What changes were proposed in this pull request?

This PR attempts to keep the depth of the LogicalPlan tree unchanged, when columns are added /dropped/renamed .
This is done via a special new rule called EarlyCollapseProject.
This is applied after the analysis has happened, but the analyzed plan is yet to be assigned to the holder variable in QueryExecution / DataFrame.

EarlyCollapseProject code does the following :

If the incoming plan is a project1 -> Project2 - X , then it collapses the two projects into one. such that the final plan looks like Project -> X
If the incoming plan is of the form Project1 -Filter1 - Filter2 ---FilterN - Project 2 - X, then it collapses the Project1 and Project2 as
Project -> Filter1 - Filter2 -- FilterN - X.
Pls note that in this case it is as if Project2 is pulled up for collapse, rather than vice versa.
The reason for this is that it is possible that Project1 has some behaviour ( like a UDF) which is not capable of handling certain data , which otherwise would be filtered by the filter chain. If project1 was pushed below Filter chain, then the unfiltered rows can cause issues. Existing spark tests on UDF have test which is sensitive to this.
The EarlyCollapseProject IS NOT applied if
a) any of the incoming Project nodes ( Project1 or Project2) have tag LogicalPlan.PLAN_ID_TAG set ( which implies it is coming from a spark client. It is not handled as of now, because for clients the subsequent resolutions are tied to a direct mapping of the tag ID associated with each Project, and removal of any Project via collapse , breaks the code)

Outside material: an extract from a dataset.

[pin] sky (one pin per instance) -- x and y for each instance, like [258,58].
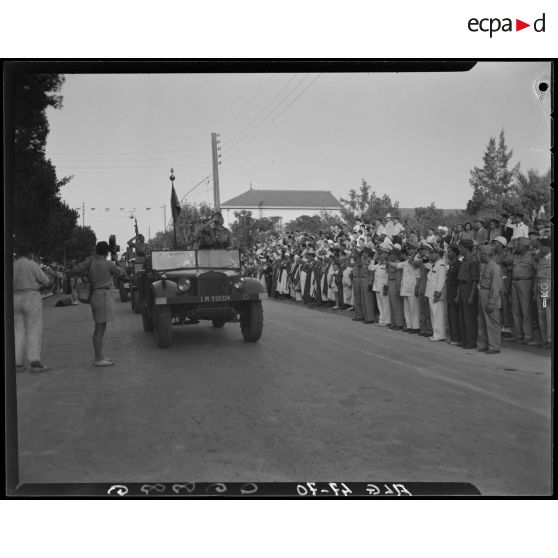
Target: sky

b) If the incoming Project2 has any UserDefinedExpression or non deterministic expression. Or If Project2's child is a Window node.
The reason for non-deterministic exclusion is to ensure the functionality is not broken, as collapse project will replicate the non-deterministic expression. Similarly for UserDefinedExpression and Window node below Project2, the collapse is avoided, as it can cause replication & hence re-evaluation of expensive code when collapsed.

The other important thing the EarlyCollapseProject does, is to store the attributes in the Collapsed Project node, which get dropped and because of collapse , they loose their presence from the Plan completely.
This is needed so as to resurrect dropped attributes, if needed arises, so as to do the resolution correctly.
The dropped attributes are stored in a Seq using the tag LogicalPlan.DROPPED_NAMED_EXPRESSIONS
The need for this arises in following situations:
say we start with a DataFrame df1 , with plan as Project2 ( a, b, c) - X
then we create a new DataFrame df2 = df1.select( b, c). Here, attribute a is dropped
Because of the EarlyCollapseProject rule, the new DataFrame df2 , will have logical plan as Project(b, c) - X
Now spark allows a DataFrame df3 = df2.filter( a > 7).
which would result in a LogicalPlan as Filter( a > 7) -> Project(b, c) -> X
But because "a" has been dropped , its resolution is no longer possible.
To retain the existing behaviour and hence resolution, the Project(b, c) contains the dropped the NamedExpression "a" , and hence this can be revived as last effort for resolution.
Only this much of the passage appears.